Friday before the race: Kept everything very similar to race week. I did a short 20-minute shakeout run in the morning and then took it easy the rest of the day. I consumed my last meal around 5 pm (chicken, rice, and salsa) in order for it to be out of my system for the 6 am start. I made sure everything was prepped for the morning, including drop-bags, pre-race meal, and necessary items for my crew so that I could get some extra sleep without worrying about packing anything in the morning.

Race morning: Given the 6 am start time for the race and a 45-minute shuttle to the race start, I woke up at 3:30 am to give myself enough time to eat my pre-race meal and drink a coffee. This meal consisted of two eggs, plain bagel, and a banana with peanut butter/honey. After this, I hopped on one of the school buses that took us to the start of the Mogollon Monster. The start of the race was high energy and everyone was in good spirits. The race organization, Arivapa running does a great job of putting on this race and there’s a great culture amongst all the volunteers. After playing the national anthem and having a guest appearance from “the monster” we hit the trails.

Start of the race: The race started off very slow as we ventured on some nice single track and entered into a Congo line. However, this was probably a good thing as it forced me to ease into the race and not go out too hard, something that I have a hard time not doing. This first climb was by far the easiest climb of the day and the nicest terrain. I made it to the top of the rim in time to enjoy incredible views of the sunrise before making our first descent. One thing to note about the race and its terrain is that the top of the rim tends to have a really fun, flat, dirt trail, but is quite the opposite when it comes to the climbing and descents.

First 40ish miles: I opted to not carry poles with me at the start of the race as they were something I had not trained with and only wanted to use them if necessary as I thought they would be more of a nuisance than anything. After enduring a few very technical, steep, loose soil, and rocky climbs/descents I decided to pick up my poles from crew at the mile 26 aid station. I ended up carrying the poles with me throughout the majority of the race. Despite not having poles to start, I was feeling pretty good. The weather was fairly mild (mid-70s) and most of the run was shaded with the large pine trees. I stuck to my nutrition plan of one spring energy every half hour and alternated this with half a cliff bar to ensure I was eating a little as often as possible. I also made sure I was staying hydrated and topping off on electrolytes. Later in the race, at aid stations, I would often add in additional solid foods whether that be potatoes, chips, pickles, or some PB&Js.

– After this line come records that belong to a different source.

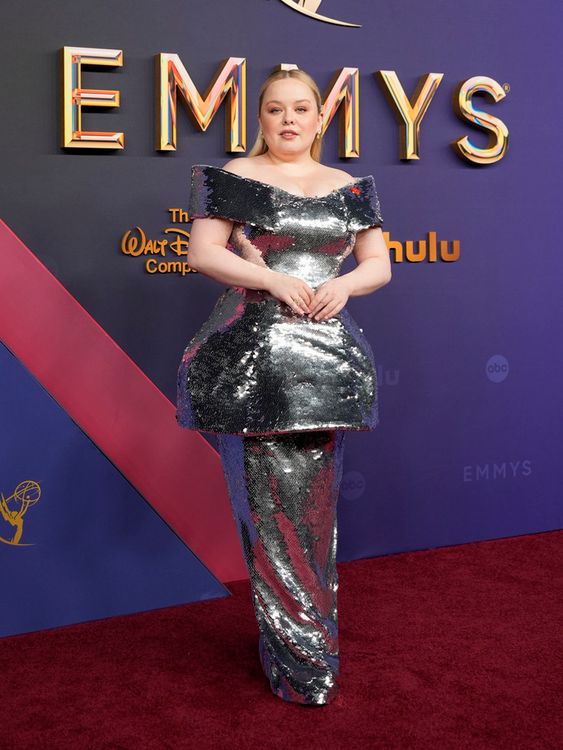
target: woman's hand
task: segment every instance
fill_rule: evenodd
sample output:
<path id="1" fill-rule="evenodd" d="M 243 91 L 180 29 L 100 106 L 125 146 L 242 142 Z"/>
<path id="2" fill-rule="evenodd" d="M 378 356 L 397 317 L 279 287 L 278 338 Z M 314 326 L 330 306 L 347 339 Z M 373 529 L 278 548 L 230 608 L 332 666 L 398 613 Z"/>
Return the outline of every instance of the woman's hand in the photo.
<path id="1" fill-rule="evenodd" d="M 287 273 L 271 271 L 268 273 L 266 284 L 266 291 L 280 302 L 285 302 L 294 312 L 299 315 L 306 315 L 309 312 L 315 292 L 303 279 Z"/>
<path id="2" fill-rule="evenodd" d="M 349 296 L 348 284 L 342 276 L 325 281 L 317 287 L 310 306 L 309 317 L 314 320 L 326 320 L 333 317 L 342 310 Z"/>

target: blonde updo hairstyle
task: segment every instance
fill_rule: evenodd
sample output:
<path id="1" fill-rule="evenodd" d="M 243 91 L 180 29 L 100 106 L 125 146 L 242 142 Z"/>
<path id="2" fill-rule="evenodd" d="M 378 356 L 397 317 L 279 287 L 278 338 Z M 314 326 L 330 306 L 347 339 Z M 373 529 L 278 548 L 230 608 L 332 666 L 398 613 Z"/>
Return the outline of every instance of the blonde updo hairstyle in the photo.
<path id="1" fill-rule="evenodd" d="M 313 96 L 315 98 L 315 102 L 317 104 L 317 111 L 321 112 L 322 110 L 322 98 L 321 98 L 321 92 L 319 91 L 319 87 L 313 80 L 313 78 L 306 73 L 304 70 L 301 70 L 300 68 L 290 68 L 289 70 L 275 70 L 273 73 L 270 73 L 270 75 L 266 78 L 264 83 L 262 84 L 260 88 L 260 94 L 258 97 L 258 114 L 262 111 L 262 103 L 264 101 L 264 94 L 266 93 L 266 90 L 268 86 L 273 83 L 274 81 L 279 81 L 281 78 L 297 78 L 299 81 L 302 81 L 303 83 L 306 83 L 307 86 L 311 89 L 313 92 Z M 311 144 L 311 158 L 315 161 L 321 160 L 321 150 L 323 145 L 323 136 L 322 132 L 320 136 L 317 138 L 315 137 L 315 140 Z M 265 154 L 268 150 L 268 145 L 266 141 L 264 140 L 264 137 L 262 135 L 262 130 L 260 126 L 258 126 L 258 134 L 256 136 L 256 140 L 254 141 L 254 145 L 248 152 L 247 156 L 259 156 L 260 154 Z"/>

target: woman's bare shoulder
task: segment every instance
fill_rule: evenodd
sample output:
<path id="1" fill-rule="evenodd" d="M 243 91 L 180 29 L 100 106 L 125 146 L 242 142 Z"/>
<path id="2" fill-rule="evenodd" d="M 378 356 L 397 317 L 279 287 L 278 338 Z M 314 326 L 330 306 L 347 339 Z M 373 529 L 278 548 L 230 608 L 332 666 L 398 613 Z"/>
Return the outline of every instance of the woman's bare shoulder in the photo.
<path id="1" fill-rule="evenodd" d="M 238 174 L 240 177 L 254 177 L 256 171 L 256 157 L 239 156 L 236 159 L 229 159 L 226 164 L 223 164 L 221 169 L 224 169 L 226 172 Z"/>
<path id="2" fill-rule="evenodd" d="M 337 183 L 337 188 L 345 187 L 356 179 L 353 175 L 348 174 L 348 172 L 345 172 L 343 169 L 337 169 L 336 167 L 326 167 L 326 175 Z"/>

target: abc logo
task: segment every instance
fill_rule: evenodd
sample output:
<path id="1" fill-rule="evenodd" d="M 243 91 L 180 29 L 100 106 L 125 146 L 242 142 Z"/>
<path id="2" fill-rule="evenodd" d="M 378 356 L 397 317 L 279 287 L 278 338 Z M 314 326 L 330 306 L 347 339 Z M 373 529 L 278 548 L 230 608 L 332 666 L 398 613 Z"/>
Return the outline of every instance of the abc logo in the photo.
<path id="1" fill-rule="evenodd" d="M 340 494 L 346 500 L 357 500 L 364 494 L 366 480 L 359 471 L 347 471 L 340 483 Z"/>
<path id="2" fill-rule="evenodd" d="M 508 370 L 508 360 L 502 354 L 493 354 L 485 365 L 487 377 L 493 383 L 501 383 L 508 375 Z"/>

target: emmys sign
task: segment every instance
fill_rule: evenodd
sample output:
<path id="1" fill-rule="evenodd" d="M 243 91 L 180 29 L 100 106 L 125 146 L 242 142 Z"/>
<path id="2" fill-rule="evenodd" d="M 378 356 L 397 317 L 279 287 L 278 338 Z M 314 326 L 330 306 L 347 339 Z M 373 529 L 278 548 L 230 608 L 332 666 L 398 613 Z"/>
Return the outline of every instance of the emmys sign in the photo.
<path id="1" fill-rule="evenodd" d="M 284 0 L 285 1 L 285 0 Z M 287 1 L 288 5 L 296 6 Z M 302 4 L 304 12 L 311 3 Z M 318 6 L 318 3 L 316 4 Z M 246 58 L 229 57 L 218 67 L 202 95 L 195 86 L 180 56 L 174 52 L 155 55 L 155 121 L 157 151 L 176 150 L 176 124 L 178 122 L 178 97 L 186 108 L 195 127 L 207 130 L 219 107 L 225 100 L 225 150 L 231 153 L 246 150 Z M 92 131 L 83 127 L 84 107 L 119 107 L 120 92 L 115 89 L 91 89 L 82 85 L 85 65 L 117 67 L 123 65 L 123 52 L 117 49 L 93 47 L 63 47 L 61 50 L 61 140 L 65 149 L 97 148 L 124 149 L 125 134 L 112 131 Z M 279 69 L 297 66 L 283 63 Z M 384 96 L 398 122 L 399 158 L 420 158 L 420 128 L 422 120 L 436 95 L 444 77 L 443 73 L 426 73 L 409 97 L 393 70 L 373 73 L 383 89 Z M 360 155 L 360 77 L 356 67 L 337 70 L 323 96 L 323 132 L 339 116 L 339 156 Z M 494 164 L 504 157 L 508 149 L 508 128 L 497 117 L 477 109 L 473 103 L 476 94 L 488 94 L 495 102 L 506 96 L 508 84 L 501 86 L 488 76 L 473 76 L 457 86 L 454 110 L 462 120 L 481 127 L 488 133 L 486 146 L 478 147 L 468 136 L 451 143 L 455 153 L 472 164 Z"/>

Post Myrtle climb (mile 42.5): This climb is definitely one of the most difficult ones of the race as you’re treading through waist-high grass on a rocky trail in the heat of the day. However, once you make it to the top of the rim, you’re rewarded with 15 miles or so of the nicest terrain of the race. Here, I was able to make up some time from the tough climbs earlier on.

100k mark: I made it to the 100k mark feeling pretty good given the tough first half of the race. However, as I headed from Washington Park to Geronimo (mile 70) I hit my lowest point of the race and the thought of having to stop early came into my mind. At this point, it was completely dark, I knew I would have no one pacing me throughout the night, and I felt light-headed and nauseous coming into the Geronimo aid station. Immediately, I collapsed into a chair feeling extremely sick. Both of my big toes were jacked up from the rocky terrain and every step I felt a pounding sensation. There were a few other people next to me who I heard telling the aid station volunteers they were going to DNF. My brain was definitely telling me to do the same, but I quickly realized none of the pain I had was an injury. I asked the aid station volunteer if she had any recommendations to get rid of the nausea and light-headedness and she told me to drink lots of water to flush out my system in order to basically restart from ground-zero. Since I was well ahead of the cut-offs, she told me to take a nap and then start adding back in nutrition after. This aid station had cots under a tent which felt like a 5-star hotel at this point in the race. I think I could’ve slept there all night. After taking a quick nap and pounding water beforehand, I was able to use the restroom a few times and flush out my system. I eventually started fueling back up with some broth and potatoes which helped as well. I probably spent an hour at this aid station, but I think this saved my race. Even though I wasn’t moving fast at all coming out of the station and I still wasn’t feeling anywhere near perfect, I kept moving.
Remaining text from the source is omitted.